Years ago, I was part of an offshore team that provided software development, testing and support services to one of Europe’s largest banks. There were more than 400 of us and we were spread across multiple locations in India and beyond. The areas we covered included treasury operations, working capital, payment gateway, intraday reporting, liquidity management, money markets, and business intelligence. We delivered complex projects with speed and effectiveness. We also played significant roles in large transformation programs. Our services covered several countries starting with Hong Kong in the East and going all the way to the US in the West. The work we did was impressive, our technical capabilities were wide and the trust we earned with our client was deep. Unfortunately, few people outside our account team knew of our work. We did our work quietly, with pride, but without really letting the outside world know how good we were. I suspect that even many of us did not know all that we accomplished as a team.

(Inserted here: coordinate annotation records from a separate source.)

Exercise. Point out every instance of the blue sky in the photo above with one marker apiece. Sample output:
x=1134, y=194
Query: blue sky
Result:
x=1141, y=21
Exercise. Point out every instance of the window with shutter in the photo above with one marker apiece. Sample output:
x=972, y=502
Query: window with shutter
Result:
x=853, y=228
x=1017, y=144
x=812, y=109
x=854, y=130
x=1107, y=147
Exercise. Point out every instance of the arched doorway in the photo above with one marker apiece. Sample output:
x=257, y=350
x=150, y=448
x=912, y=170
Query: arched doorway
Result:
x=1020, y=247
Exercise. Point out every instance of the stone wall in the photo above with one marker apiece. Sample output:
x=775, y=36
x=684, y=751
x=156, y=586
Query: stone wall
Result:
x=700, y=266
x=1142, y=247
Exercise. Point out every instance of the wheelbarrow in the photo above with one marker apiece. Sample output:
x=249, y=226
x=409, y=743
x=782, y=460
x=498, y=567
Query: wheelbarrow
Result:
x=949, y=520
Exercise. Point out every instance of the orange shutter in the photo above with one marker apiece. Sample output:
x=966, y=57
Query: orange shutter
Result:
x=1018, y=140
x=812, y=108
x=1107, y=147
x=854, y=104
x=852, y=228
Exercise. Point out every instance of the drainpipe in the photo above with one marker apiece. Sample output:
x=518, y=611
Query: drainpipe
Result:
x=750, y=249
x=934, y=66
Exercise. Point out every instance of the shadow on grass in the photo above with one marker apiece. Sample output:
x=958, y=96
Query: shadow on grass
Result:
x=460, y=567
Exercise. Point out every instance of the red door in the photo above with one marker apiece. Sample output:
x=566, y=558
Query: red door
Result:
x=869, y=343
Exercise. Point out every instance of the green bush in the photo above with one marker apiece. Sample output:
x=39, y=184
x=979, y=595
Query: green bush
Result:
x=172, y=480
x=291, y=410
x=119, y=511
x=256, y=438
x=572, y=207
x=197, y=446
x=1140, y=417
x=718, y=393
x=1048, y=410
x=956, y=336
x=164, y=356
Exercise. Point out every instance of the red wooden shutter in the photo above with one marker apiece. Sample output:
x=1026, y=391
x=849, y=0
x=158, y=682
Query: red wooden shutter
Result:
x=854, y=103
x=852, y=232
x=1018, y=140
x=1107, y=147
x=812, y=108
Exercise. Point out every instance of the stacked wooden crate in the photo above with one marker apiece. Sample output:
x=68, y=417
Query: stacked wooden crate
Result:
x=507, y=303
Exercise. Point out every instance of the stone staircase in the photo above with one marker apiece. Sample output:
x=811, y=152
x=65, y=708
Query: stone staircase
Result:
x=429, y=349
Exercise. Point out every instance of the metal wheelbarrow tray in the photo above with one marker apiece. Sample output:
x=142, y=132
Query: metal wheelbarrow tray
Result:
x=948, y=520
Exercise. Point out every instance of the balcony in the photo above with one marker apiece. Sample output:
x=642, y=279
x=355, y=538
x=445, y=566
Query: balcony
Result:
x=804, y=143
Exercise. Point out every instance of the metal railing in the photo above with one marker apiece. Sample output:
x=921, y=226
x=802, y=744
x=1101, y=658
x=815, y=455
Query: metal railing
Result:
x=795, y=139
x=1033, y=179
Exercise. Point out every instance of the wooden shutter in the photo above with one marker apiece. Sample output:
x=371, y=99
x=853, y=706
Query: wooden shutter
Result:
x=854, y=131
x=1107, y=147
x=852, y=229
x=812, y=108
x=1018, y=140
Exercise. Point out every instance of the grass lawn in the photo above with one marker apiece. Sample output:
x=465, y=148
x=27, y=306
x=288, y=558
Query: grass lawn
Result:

If you believe that it is bad form to celebrate your (and your team’s) achievements or that your work will speak for itself, you are not alone. Some of us may justify this stance with words like, “We don’t toot our own horn – that is just blatant self-promotion” or “Actions speak louder than words”. In some cultures, people may think that such celebrations are boastful, disrespectful to others and dismissive of others’ contributions.
I learned fairly early that showcasing our work is a must, not a “nice to have”. Work that isn’t visible might still be valuable, but it rarely gets credited, replicated, or scaled. In organisations especially, impact travels at the speed of storytelling. Showcasing your work matters because:
- Your work translates to impact. Effective work solves a problem once, but showcased work can have a larger impact. Others may learn from it, adopt it or build on it. Local capabilities become organizational assets. (See this example from the 90s).
- It builds credibility. When your clients and leaders see outcomes, not just the efforts you and your team put in, confidence rises.
- Your stories demonstrate what “good” looks like. Examples beat frameworks and showcasing creates a shared understanding of standards, behaviours and outcomes.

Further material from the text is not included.